Al día siguiente, sucedió lo mismo y así los días sucesivos. Los choferes, al principio se mostraban extrañados por la presencia de la joven, pero luego se acostumbraron. Alguno la saludaba amablemente, pero la mayoría la ignoraba y hablaba directamente con don Antonio.

Poco a poco, conforme pasaron los meses, él fue delegando responsabilidades en su hija. Aunque siempre estaba a su lado, la instaba a realizar los trámites o a hablar con los choferes o el mecánico. Su papá sólo intervenía si veía que el trabajador se quería pasar de listo con la muchacha, e incluso, alguno llegó a ser despedido. Lara, a pesar de ser extremadamente introvertida, poco a poco empezó a adquirir aplomo y a tomar decisiones por sí misma, ante el beneplácito de su padre.

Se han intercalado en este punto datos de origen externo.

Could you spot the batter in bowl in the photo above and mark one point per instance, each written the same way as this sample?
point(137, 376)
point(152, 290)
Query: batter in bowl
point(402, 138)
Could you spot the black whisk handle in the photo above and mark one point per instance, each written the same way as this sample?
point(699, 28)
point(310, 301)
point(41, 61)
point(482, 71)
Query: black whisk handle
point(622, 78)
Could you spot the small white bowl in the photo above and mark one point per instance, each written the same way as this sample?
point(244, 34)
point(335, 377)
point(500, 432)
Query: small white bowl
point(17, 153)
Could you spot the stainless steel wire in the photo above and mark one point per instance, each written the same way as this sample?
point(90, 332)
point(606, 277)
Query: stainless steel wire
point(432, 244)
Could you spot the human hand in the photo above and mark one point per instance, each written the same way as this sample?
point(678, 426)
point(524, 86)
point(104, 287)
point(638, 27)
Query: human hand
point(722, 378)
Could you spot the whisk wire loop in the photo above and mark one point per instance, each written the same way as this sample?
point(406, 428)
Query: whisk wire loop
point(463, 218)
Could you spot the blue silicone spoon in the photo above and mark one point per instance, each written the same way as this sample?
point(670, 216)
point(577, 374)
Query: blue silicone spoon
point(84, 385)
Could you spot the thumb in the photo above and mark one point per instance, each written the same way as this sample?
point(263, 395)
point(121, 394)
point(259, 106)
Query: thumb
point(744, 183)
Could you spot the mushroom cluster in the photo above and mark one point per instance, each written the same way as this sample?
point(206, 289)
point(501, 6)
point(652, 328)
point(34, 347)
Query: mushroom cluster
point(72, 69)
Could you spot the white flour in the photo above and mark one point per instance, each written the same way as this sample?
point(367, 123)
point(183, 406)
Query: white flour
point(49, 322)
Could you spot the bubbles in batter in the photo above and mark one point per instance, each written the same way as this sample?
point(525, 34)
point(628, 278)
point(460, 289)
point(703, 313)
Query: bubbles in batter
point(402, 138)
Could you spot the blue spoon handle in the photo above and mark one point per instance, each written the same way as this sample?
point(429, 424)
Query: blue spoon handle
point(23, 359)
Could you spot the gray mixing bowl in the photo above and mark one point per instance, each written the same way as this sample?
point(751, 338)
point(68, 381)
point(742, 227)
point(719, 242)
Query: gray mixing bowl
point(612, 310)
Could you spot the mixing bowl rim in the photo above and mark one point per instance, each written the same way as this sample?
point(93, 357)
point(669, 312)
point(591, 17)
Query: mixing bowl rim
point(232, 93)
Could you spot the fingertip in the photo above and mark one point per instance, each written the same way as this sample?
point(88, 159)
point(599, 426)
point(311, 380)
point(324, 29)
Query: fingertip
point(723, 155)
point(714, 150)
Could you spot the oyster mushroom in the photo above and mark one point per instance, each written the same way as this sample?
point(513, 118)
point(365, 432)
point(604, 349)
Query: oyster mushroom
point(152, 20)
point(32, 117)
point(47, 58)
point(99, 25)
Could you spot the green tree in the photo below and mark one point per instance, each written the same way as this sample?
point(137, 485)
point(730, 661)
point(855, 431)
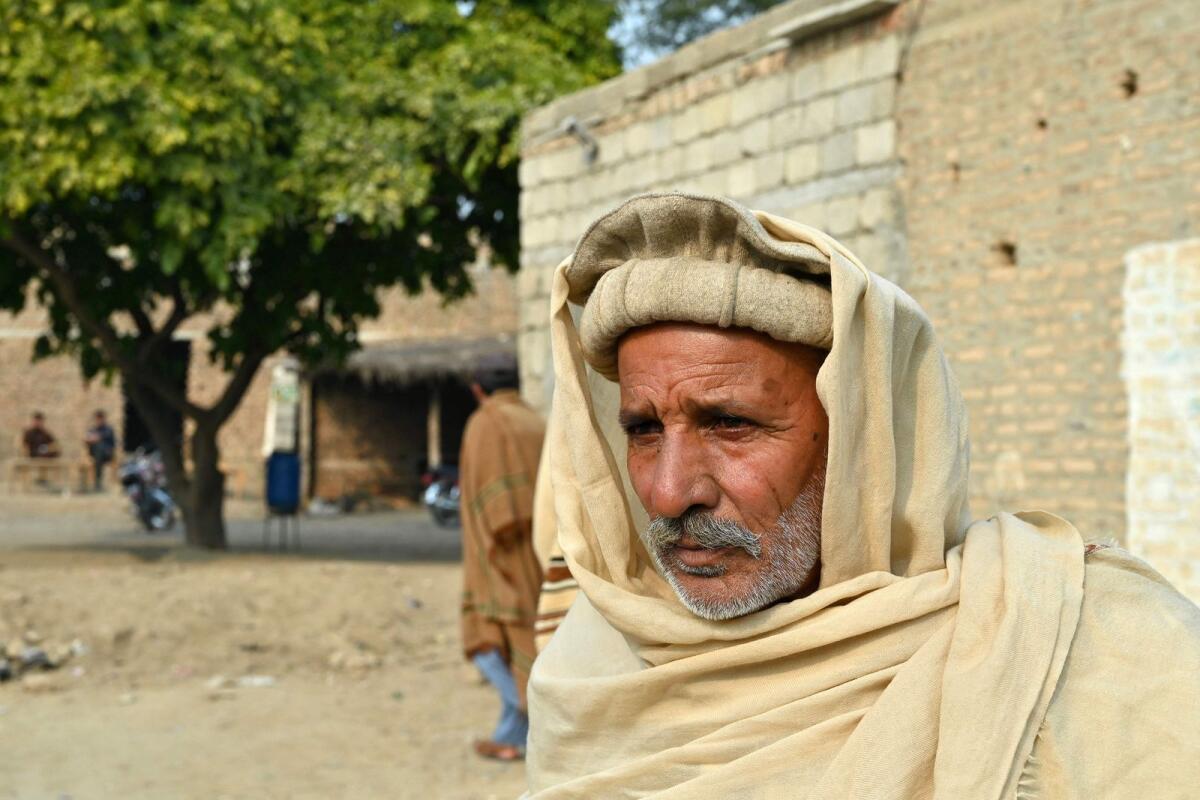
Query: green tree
point(264, 167)
point(649, 29)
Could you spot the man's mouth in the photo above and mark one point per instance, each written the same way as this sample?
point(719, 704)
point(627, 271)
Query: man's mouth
point(691, 554)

La única persona con la que le permitía hablar, era una vecina más o menos de la edad de Lara, llamada Rosaura. Al principio sólo se saludaban y hablaban de cosas simples, como el clima o algún hecho en el vecindario, dado que don Antonio siempre estaba junto a ella. Pero luego se la encontraba al ir a hacer alguna compra a la tienda del barrio y regresaban juntas, conversando. Poco a poco se hicieron amigas y, por ella, fue que se enteró que Eduardo se había casado poco menos de un año después de que Lara y él se separaran y que su esposa ya estaba embarazada, que él no había terminado sus estudios y que trabajaba conduciendo un camión repartidor en una empresa bastante conocida de bebidas gaseosas. El saber que Eduardo la había olvidado tan pronto y que había rehecho su vida casi inmediatamente, casi le hundió de nuevo. Esa noche volvió a llorar hasta el agotamiento, pero al día siguiente se levantó y decidió seguir como si nada hubiera pasado. Se volvió dura, algo insensible, manejaba los negocios de su papá con amabilidad, pero con mano de hierro. Se volvió desconfiada en extremo, cosa que halagaba a don Antonio y cada vez le daba más y más responsabilidades, quedándose él como mero espectador.

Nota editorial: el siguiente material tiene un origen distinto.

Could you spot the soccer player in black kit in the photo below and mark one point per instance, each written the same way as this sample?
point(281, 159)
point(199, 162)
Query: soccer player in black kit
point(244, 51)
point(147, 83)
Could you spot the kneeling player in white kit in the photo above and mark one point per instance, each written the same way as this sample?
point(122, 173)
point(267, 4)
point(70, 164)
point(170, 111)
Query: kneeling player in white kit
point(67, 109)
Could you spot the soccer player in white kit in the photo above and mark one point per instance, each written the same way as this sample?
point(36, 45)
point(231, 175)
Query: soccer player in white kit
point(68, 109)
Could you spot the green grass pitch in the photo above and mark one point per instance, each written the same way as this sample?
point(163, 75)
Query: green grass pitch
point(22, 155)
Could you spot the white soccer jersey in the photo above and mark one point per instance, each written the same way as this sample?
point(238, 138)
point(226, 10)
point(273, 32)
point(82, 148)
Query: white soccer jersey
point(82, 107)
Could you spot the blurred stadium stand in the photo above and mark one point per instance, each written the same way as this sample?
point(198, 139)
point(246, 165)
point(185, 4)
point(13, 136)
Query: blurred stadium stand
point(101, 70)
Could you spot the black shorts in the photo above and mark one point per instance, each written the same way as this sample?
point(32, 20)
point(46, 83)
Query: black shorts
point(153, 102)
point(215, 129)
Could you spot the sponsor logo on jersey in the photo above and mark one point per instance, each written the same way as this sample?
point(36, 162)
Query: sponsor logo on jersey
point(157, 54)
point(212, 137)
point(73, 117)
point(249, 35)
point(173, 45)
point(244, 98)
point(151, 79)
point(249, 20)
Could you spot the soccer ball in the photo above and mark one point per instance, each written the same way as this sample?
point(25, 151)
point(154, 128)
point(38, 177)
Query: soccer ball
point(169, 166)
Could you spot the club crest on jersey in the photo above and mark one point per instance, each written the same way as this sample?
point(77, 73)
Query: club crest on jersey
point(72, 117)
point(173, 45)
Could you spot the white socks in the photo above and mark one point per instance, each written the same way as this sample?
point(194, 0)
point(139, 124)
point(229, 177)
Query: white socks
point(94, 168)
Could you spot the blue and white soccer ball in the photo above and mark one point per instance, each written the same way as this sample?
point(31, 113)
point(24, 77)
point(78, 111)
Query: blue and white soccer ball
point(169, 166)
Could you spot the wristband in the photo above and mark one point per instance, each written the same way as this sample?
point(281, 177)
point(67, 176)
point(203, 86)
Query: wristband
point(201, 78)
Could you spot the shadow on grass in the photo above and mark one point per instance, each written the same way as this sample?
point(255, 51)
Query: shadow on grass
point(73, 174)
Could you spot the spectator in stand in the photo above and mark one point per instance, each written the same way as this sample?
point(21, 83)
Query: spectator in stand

Lara ahora pasaba de los cuarenta años y seguía soltera. Jamás había vuelvo a tener un novio. Por Rosaura se enteró que la esposa de Eduardo lo abandonó y le dejó a su hija, que se habían divorciado y que la mujer se desentendió totalmente de ellos. Que él había regresado al barrio y ahora vivía en la casa de sus papás, con la muchacha. En el fondo, abrigó la pequeña esperanza de que él la buscara de nuevo, pero eso nunca sucedió. Lo había visto de lejos en una o dos ocasiones, pero él siempre fingía no verla y se alejaba hacia la dirección contraria, así que, ahogando su dolor y su soledad, Lara se dedicó de lleno a cuidar a su papá y a administrar su flota de taxis.

Don Antonio la había entrenado bien, se había ganado el respeto de los choferes y de los mecánicos con quienes trabajaba. A ninguno se le había dicho que, poco a poco, don Antonio había puesto todos los autos a nombre de ella, las concesiones y también su casa. Cuando el hombre tuvo su primer infarto, comprendió que no tenía la vida comprada y que, si él fallecía, su hija se iba a quedar desprotegida, así que arreglo todas las cosas para que Lara no padeciera en un futuro.

Ella se lo agradeció, pero siguió llevando una vida austera, dedicada totalmente al trabajo. Ni ella ni su papá habían viajado jamás a alguna playa, nunca comían en restaurantes de lujo ni se daban gustos que cualquiera se podría permitir con los ingresos que tenían. Llevaban una vida más bien frugal. ¿Para qué habían trabajado tanto? ¿Para qué habían acumulado el dinero en el banco sin poderlo disfrutar?

Lara, algo entumecida, se levantó de la silla y salió de la habitación y empezó a caminar en silencio por el pasillo. Se acercó a una ventana y observó a través de ella el poco movimiento que había en la calle. Se escuchó la puerta del elevador al abrirse y unos pasos acercándose. La mujer se giró con curiosidad y descubrió que era el señor Farid, uno de los choferes más antiguos y leales de don Antonio.

— Señorita Lara, hola... — Dijo el señor acercándose a ella. — ¿Cómo está el viejo?